Raymond Kennedy di Robert Doyle antara Belukar
Warsa 1950, Raymond Kennedy (profesor antropologi Yale University) beserta seorang rekannya sedang melakukan penelitian tentang budaya barat di Indonesia. Sementara rekannya, Robert Doyle, jurnalis majalah Time dan Life tengah mengadakan penelitian di kalangan petani di Priangan.
Sial tak bisa ditampik. Keduanya dibunuh oleh para serdadu KNIL dalam perjalanan dari Bandung menuju Cirebon. Kematian mereka berusaha disembunyikan oleh KNIL dengan menyuruh warga yang dekat dengan lokasi kejadian untuk segera menguburkannya.
Dua hari setelah kejadian, harian The New York Times menurunkan berita tersebut. Pembunuhan itu disinyalir bukan tindak kriminal biasa, melainkan pembunuhan politis. Hal itu didasarkan pada sikap Raymond Kennedy yang pernah menulis sesatu yang menyinggung pemerintah Belanda di sebuah media di Amerika Serikat.
Pemerintah Republik Indonesia Serikat (RIS) melalui Perdana Menteri Mohammad Hatta menanggapi kasus ini dengan serius. Ia menyatakan pemerintah RIS tidak menelantarkan kasus ini sampai kejadian misterius dan menyedihkan ini terungkap dan orang-orang bersalah dibawa ke pengadilan.
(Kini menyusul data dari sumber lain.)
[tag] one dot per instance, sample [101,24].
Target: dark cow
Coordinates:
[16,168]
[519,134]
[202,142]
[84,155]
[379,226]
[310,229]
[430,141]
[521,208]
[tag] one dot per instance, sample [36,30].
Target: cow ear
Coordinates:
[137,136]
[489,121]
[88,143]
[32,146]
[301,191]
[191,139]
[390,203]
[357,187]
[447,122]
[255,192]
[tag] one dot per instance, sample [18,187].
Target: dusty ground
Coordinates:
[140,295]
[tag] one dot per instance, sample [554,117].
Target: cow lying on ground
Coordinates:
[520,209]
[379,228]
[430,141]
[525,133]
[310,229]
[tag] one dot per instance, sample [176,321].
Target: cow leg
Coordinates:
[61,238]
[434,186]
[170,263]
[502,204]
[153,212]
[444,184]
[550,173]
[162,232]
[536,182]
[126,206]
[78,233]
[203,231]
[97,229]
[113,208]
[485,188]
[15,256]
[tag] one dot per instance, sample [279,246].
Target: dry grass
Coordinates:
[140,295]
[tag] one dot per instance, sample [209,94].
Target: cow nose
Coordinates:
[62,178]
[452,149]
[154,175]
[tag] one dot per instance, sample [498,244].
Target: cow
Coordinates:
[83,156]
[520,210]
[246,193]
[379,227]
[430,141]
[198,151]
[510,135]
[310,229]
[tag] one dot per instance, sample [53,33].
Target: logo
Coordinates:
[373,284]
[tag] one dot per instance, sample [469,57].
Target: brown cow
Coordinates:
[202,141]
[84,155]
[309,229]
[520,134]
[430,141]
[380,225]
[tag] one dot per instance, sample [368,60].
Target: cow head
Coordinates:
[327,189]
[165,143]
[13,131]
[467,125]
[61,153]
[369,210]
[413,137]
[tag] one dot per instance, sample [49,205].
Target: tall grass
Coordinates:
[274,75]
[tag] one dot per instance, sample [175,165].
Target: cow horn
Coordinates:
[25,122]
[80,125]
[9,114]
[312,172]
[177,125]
30 April 1950, kedua korban ini dimakamkan di permakaman Pandu, Bandung. Di nisan Raymon Kennedy kemudian dibubuhkan kata-kata: “In Memory of Raymond Kennedy, 1906-1950. American Scholar, scientist, humanist, loyal friend of the Indonesian people and martyr to their independence. The light of truth and the warmth of understanding inspired his labors for the fellowship man from his colleagues in university”
Kondisi makam Raymond Kennedy relatif masih utuh meski kerap tertutupi belukar.